The impact of social media is now the top concern that many PR practitioners are scrambling to face, and BlueFocus is no exception.
"The domestic media landscape has experienced vast changes. Media in the country was previously limited in number, with print media made up of publications like newspapers and magazines totaling about more than 10,000 types," Zhao says.
"But now with the Internet and digital age, anyone can be a 'media outlet'. Anyone can make his or her voice heard and act as a form of media. How do we manage our clients' brand and image in this new environment? Very few of us have experience in this and are struggling to keep up with the latest developments. The strength and influence of social and new media is now very formidable.
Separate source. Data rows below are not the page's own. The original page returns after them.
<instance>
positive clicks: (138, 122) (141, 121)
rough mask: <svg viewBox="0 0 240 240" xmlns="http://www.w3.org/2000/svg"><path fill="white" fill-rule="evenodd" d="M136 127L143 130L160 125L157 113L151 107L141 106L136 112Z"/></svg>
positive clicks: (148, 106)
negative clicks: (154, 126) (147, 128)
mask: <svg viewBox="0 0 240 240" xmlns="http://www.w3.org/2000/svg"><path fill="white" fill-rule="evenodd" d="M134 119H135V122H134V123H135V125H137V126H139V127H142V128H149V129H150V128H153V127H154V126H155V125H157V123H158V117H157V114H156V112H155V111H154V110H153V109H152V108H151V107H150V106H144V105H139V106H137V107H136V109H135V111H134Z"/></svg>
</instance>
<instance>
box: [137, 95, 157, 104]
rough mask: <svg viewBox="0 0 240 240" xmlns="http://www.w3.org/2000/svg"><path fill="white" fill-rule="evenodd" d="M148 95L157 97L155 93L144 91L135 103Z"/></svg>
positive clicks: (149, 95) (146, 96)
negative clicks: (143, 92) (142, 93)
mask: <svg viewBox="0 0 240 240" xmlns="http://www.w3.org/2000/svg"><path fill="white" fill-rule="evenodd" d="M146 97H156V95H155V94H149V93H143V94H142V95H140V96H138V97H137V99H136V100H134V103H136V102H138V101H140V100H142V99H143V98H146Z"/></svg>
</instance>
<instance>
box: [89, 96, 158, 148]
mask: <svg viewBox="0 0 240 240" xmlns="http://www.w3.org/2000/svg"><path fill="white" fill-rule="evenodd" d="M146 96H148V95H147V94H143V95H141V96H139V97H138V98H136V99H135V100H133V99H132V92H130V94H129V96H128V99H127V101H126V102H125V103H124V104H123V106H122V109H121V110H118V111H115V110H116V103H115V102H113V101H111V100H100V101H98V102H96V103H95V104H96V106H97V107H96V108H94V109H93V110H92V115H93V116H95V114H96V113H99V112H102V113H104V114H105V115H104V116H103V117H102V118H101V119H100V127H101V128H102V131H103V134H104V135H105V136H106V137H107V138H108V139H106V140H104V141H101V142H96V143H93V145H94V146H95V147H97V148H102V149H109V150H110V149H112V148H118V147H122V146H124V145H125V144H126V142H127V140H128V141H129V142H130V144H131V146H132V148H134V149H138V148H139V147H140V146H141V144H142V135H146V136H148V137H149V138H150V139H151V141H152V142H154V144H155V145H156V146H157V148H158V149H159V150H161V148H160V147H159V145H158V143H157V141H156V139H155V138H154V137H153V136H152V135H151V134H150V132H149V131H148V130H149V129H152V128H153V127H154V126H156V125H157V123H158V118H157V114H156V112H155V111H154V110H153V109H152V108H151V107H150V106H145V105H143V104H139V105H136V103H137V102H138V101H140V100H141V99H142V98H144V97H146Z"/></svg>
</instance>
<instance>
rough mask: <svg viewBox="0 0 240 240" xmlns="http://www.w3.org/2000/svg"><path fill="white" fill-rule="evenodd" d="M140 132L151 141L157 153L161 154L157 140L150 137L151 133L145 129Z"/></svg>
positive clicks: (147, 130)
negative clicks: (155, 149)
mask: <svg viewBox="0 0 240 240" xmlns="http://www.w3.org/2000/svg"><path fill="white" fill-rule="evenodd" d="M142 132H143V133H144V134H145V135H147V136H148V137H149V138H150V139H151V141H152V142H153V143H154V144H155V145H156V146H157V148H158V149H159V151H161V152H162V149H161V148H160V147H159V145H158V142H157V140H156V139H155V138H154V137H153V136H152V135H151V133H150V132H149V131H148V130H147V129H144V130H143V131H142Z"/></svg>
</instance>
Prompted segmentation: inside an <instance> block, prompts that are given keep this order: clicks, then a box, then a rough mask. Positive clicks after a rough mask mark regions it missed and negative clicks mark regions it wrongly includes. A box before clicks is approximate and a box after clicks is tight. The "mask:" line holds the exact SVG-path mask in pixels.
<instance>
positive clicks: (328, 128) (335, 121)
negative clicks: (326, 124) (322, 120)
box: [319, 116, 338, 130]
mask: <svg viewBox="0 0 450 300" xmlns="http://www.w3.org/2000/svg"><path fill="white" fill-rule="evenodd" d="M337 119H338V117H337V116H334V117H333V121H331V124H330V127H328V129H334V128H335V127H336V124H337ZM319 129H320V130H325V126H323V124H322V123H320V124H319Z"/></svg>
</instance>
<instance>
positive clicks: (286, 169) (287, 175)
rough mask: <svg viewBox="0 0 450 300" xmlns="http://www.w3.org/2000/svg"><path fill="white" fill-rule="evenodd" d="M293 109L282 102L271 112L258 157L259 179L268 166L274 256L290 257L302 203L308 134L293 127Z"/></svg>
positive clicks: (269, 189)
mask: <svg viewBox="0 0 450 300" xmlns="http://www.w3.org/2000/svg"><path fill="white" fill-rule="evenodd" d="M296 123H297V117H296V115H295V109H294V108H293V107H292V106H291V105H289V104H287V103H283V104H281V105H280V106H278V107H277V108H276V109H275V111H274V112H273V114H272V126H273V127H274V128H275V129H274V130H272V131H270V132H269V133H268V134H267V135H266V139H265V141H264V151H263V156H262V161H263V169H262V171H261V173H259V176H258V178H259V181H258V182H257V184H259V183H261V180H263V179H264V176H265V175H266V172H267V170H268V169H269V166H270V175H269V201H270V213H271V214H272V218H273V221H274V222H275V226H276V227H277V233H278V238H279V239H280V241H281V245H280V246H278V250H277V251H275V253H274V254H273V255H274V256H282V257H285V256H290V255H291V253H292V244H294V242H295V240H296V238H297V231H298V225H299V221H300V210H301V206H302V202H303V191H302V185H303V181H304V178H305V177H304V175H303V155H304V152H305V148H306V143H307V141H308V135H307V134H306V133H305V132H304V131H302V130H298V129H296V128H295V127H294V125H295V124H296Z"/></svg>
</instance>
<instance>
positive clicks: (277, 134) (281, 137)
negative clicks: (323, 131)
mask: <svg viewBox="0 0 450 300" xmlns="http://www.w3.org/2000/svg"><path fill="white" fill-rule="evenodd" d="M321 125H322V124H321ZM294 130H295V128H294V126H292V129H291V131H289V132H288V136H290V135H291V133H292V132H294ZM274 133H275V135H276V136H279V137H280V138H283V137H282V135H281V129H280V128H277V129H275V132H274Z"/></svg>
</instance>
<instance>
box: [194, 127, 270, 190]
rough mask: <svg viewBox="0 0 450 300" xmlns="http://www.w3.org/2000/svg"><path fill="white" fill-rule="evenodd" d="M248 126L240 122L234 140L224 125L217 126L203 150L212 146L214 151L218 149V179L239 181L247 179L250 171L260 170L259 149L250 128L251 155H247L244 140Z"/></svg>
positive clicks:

Its impact on the Chinese market and how we deal with it is a major development of the industry here," he says.
For his company, social media's impact on Chinese PR can be most clearly felt in the area of crisis management.
"Crisis management is a large part of what we do. Every day, we deal with many cases out of the hundreds of clients that we have," Zhao says.
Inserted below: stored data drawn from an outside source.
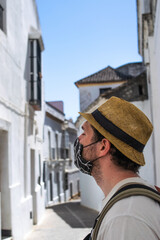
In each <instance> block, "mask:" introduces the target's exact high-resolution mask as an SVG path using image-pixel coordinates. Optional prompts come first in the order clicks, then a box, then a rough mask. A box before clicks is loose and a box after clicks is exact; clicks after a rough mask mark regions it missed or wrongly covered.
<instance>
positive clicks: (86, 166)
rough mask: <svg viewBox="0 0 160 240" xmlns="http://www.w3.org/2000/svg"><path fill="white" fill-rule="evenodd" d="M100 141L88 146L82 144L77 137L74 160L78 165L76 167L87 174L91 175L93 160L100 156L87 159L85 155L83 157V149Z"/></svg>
mask: <svg viewBox="0 0 160 240" xmlns="http://www.w3.org/2000/svg"><path fill="white" fill-rule="evenodd" d="M97 142H98V141H96V142H93V143H91V144H89V145H87V146H84V147H83V145H82V144H80V142H79V140H78V138H77V139H76V141H75V143H74V156H75V161H74V164H75V165H76V167H77V168H78V169H79V170H80V171H81V172H82V173H85V174H89V175H91V172H92V167H93V162H94V161H95V160H97V159H99V157H98V158H96V159H94V160H92V161H87V160H85V159H84V158H83V157H82V151H83V148H86V147H89V146H91V145H93V144H95V143H97Z"/></svg>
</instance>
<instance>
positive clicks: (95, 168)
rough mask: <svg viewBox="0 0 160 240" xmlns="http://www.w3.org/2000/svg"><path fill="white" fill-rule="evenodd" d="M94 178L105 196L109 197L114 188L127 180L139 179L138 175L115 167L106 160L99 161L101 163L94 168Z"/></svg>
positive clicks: (129, 170)
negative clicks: (133, 178) (112, 188)
mask: <svg viewBox="0 0 160 240" xmlns="http://www.w3.org/2000/svg"><path fill="white" fill-rule="evenodd" d="M92 176H93V177H94V178H95V181H96V182H97V184H98V185H99V187H100V188H101V190H102V191H103V193H104V195H105V196H107V195H108V194H109V192H110V191H111V190H112V188H113V187H114V186H115V185H116V184H117V183H119V182H120V181H122V180H124V179H126V178H131V177H139V175H138V174H137V173H134V172H133V171H130V170H124V169H122V168H120V167H118V166H115V165H114V164H113V163H112V162H111V161H106V159H105V160H103V159H99V161H97V166H96V165H95V166H94V168H93V172H92Z"/></svg>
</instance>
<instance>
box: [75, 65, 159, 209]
mask: <svg viewBox="0 0 160 240" xmlns="http://www.w3.org/2000/svg"><path fill="white" fill-rule="evenodd" d="M116 71H117V72H119V75H120V73H121V72H122V73H123V75H120V76H125V78H126V80H125V81H124V82H123V83H121V84H120V85H119V86H118V87H115V88H111V89H109V90H107V91H105V92H103V93H102V94H100V95H99V97H98V98H97V99H96V100H94V101H93V102H92V104H90V105H89V106H88V107H87V108H86V109H85V112H93V111H94V110H95V109H96V108H97V107H98V106H100V105H101V104H103V103H104V102H105V101H106V100H107V99H109V98H110V97H112V96H117V97H120V98H123V99H125V100H127V101H130V102H132V103H133V104H134V105H136V106H137V107H138V108H139V109H141V110H142V111H143V112H144V113H145V114H146V115H147V116H148V118H149V119H151V111H150V101H149V99H148V89H147V78H146V69H145V66H144V65H143V63H130V64H125V65H123V66H121V67H119V68H117V69H116ZM91 76H92V75H91ZM112 76H113V77H114V74H113V75H112ZM102 77H103V76H102ZM110 77H111V76H110ZM106 79H107V76H106ZM91 80H92V79H91ZM111 80H112V79H111ZM111 80H110V81H111ZM97 81H99V82H101V81H102V80H101V76H100V77H99V78H98V79H97ZM111 82H114V79H113V80H112V81H111ZM88 84H89V83H88ZM97 88H98V90H99V86H98V84H97ZM84 121H85V119H84V118H83V117H82V116H79V117H78V118H77V121H76V126H77V128H78V129H79V132H78V134H81V131H82V130H81V126H82V124H83V123H84ZM152 147H153V138H152V137H151V138H150V140H149V142H148V144H147V146H146V148H145V151H144V156H145V161H146V165H145V166H144V167H143V168H141V169H140V175H141V177H143V178H144V179H146V180H148V181H149V182H150V183H152V184H155V168H154V152H153V148H152ZM80 186H81V204H82V205H84V206H86V207H90V208H93V209H95V210H100V209H101V201H102V199H103V198H104V195H103V192H102V191H101V189H100V188H99V187H98V186H97V184H96V183H95V181H94V179H93V178H92V177H90V176H88V175H84V174H82V173H81V174H80Z"/></svg>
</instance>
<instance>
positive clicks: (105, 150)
mask: <svg viewBox="0 0 160 240" xmlns="http://www.w3.org/2000/svg"><path fill="white" fill-rule="evenodd" d="M110 147H111V143H110V141H108V140H107V139H106V138H103V139H102V141H101V146H100V152H101V155H102V156H105V155H106V154H107V153H108V152H109V150H110Z"/></svg>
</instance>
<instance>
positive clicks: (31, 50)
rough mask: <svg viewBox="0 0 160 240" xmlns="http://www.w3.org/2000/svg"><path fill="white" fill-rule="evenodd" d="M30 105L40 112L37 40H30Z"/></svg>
mask: <svg viewBox="0 0 160 240" xmlns="http://www.w3.org/2000/svg"><path fill="white" fill-rule="evenodd" d="M29 57H30V97H29V101H30V104H31V105H33V106H34V107H35V110H41V49H40V46H39V42H38V40H37V39H32V40H30V56H29Z"/></svg>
"What is being said in micro blogs, online forums and other online platforms are all issues for businesses and stakeholders to follow up on.
"That also means that communication is key to solving these cases. For example, if someone says something negative about our clients online, we first try to contact this person and find out what exactly it is all about. If there is some discrepancy, we go through our clients to see how the problem can be addressed and whether a satisfactory answer is reached," Zhao says.
"Where the media is concerned, we need to communicate with them and let them know what the issue is about from the customer's side. Then we help make sure that whatever reports they produce are as complete as possible.
"Our response has to be very fast. We typically have to address any issue in one to two hours now with the Internet playing such a big role. When it blows up it can be very difficult to control or manage."
That also means technology is beginning to feature very highly on his agency's agenda, Zhao says.
And finding the right people to manage all of that continues to be a huge obstacle for BlueFocus and the industry as a whole, he says.
"Human resources and talent continue to be a big challenge for us. The industry has been growing very fast in the past few years. People's skill sets just cannot keep up with the pace.
"We are not short of business or clients, we are short of people and talent. It's very difficult to find these people. As a professional services firm, we need time to nurture our talent, with new entrants typically needing about 2-3 years to take on work independently. The professional levels of the industry might be adversely affected."
Homegrown PR agencies like BlueFocus are very different from foreign players. But the similarities can only increase as the industry grows, he says. "International companies can increase their efforts to enter the Chinese market just as we push to increase our work overseas. This doesn't necessarily mean we need to have business operations overseas, but rather that we need international talent, and the standards and ways to solve problems.
"Chinese enterprises are of course beginning to fan out globally, but there are still very few competing globally. Even companies like Lenovo, for example, use foreign PR agencies for overseas work. Currently, many Chinese PR firms, ourselves included, might not have the capabilities to serve our clients in the global markets," Zhao says.
"Of course, we are doing some work overseas. But we will not directly operate overseas. We might consider expanding into overseas markets and serving our clients there through mergers and acquisitions.
"Our advantages are still in the local market. Once we get out of the door, we lose those advantages, whether it's people, resources or understanding of the specific market."